I swear Bruce, if I wasn't such a nice guy, you'd totally be my arch-nemesis by now. /images/graemlins/tongue.gif

For the first situation:

If I roll 1-3, I will re-roll, as my expectation on a random roll (3.5) is higher than 1-3.

If I roll 4-6, I will stand, as my expectation on a random roll (3.5) is lower than 4-6.

So 50% of the time I will re-roll and stand with that number (on average 3.5), and the other 50% of the time I will stand with 4-6 (on average 5).

50%(3.5) + 50%(5) = 4.25

If I pay $4.25, that's break-even odds.

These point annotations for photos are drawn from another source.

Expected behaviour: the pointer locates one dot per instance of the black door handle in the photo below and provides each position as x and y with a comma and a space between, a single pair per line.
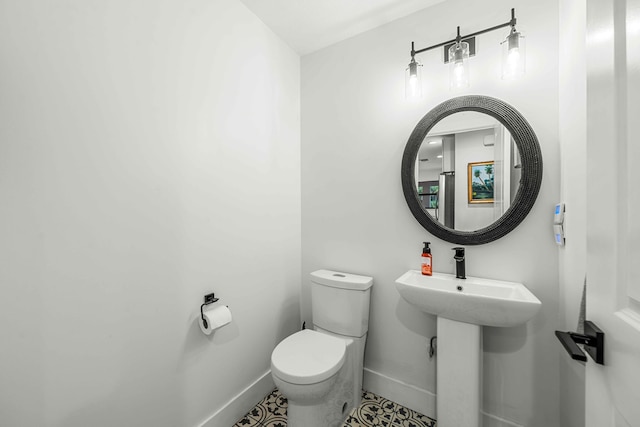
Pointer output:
593, 340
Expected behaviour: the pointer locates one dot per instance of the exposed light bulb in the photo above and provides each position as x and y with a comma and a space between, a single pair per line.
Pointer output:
458, 74
513, 55
413, 86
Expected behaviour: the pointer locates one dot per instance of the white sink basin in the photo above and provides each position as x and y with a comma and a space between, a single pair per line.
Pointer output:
473, 300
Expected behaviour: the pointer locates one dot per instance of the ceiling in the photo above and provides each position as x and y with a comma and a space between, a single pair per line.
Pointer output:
310, 25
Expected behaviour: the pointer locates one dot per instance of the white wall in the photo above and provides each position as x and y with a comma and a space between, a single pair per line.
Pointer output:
149, 154
573, 152
355, 124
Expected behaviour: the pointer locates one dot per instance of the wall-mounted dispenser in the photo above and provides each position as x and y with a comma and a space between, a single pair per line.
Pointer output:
214, 316
558, 224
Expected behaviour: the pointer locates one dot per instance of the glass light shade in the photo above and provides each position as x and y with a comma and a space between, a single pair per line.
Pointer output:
513, 55
413, 80
459, 65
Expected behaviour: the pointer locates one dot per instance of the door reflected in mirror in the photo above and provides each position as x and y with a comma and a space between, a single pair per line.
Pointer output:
467, 171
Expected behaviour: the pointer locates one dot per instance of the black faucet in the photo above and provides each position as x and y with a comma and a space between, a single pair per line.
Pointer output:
459, 257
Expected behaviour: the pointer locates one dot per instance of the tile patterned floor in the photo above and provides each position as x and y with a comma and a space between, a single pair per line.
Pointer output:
373, 411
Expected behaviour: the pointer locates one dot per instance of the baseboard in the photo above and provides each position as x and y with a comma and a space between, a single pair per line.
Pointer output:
410, 396
489, 420
242, 403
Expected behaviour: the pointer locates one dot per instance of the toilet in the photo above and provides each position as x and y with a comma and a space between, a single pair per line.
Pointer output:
320, 370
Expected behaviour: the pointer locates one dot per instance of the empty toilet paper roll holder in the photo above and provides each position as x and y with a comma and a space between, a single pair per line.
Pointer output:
208, 299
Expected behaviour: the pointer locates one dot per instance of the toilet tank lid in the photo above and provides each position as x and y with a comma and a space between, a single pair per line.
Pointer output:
341, 280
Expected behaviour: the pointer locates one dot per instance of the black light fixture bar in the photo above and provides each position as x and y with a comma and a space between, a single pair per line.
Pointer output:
458, 38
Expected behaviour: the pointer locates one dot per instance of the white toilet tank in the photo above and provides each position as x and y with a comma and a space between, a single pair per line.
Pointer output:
340, 302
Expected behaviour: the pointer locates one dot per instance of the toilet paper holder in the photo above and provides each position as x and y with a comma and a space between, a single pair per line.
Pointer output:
208, 299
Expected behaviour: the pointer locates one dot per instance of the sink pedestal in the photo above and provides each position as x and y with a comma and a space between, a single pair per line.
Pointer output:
458, 374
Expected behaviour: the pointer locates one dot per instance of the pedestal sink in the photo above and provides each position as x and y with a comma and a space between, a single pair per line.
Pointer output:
462, 307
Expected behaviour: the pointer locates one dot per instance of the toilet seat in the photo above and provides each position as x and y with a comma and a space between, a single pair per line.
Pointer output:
308, 357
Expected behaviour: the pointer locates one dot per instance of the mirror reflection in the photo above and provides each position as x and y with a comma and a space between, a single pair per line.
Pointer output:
467, 171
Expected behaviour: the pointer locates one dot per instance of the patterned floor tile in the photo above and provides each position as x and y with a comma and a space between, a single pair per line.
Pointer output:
373, 411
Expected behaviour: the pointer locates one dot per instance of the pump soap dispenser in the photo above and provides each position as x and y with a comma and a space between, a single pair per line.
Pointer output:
426, 259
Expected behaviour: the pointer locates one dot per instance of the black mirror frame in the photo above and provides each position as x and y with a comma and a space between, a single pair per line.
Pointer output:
530, 181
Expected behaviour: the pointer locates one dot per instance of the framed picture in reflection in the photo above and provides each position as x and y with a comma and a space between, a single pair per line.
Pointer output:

So the gamble is profitable as long as I am paying less than that.

(took me a minute and a half, I so could have done that on the spot ^_^)

What job does your friend have anyway?

[ QUOTE ]
What job does your friend have anyway?

[/ QUOTE ]

Dice roller.

[ QUOTE ]
What job does your friend have anyway?

[/ QUOTE ]

Its some sort of investment finance stuff but he didnt get too specific, perhaps a back alley dice game manager or something.

I havent heard from him since, but it seems that he got called back if they gave him 'homework'...I wonder if answering the first one right was enough to impress them.

[ QUOTE ]
So I get the job?

[/ QUOTE ]

Hired!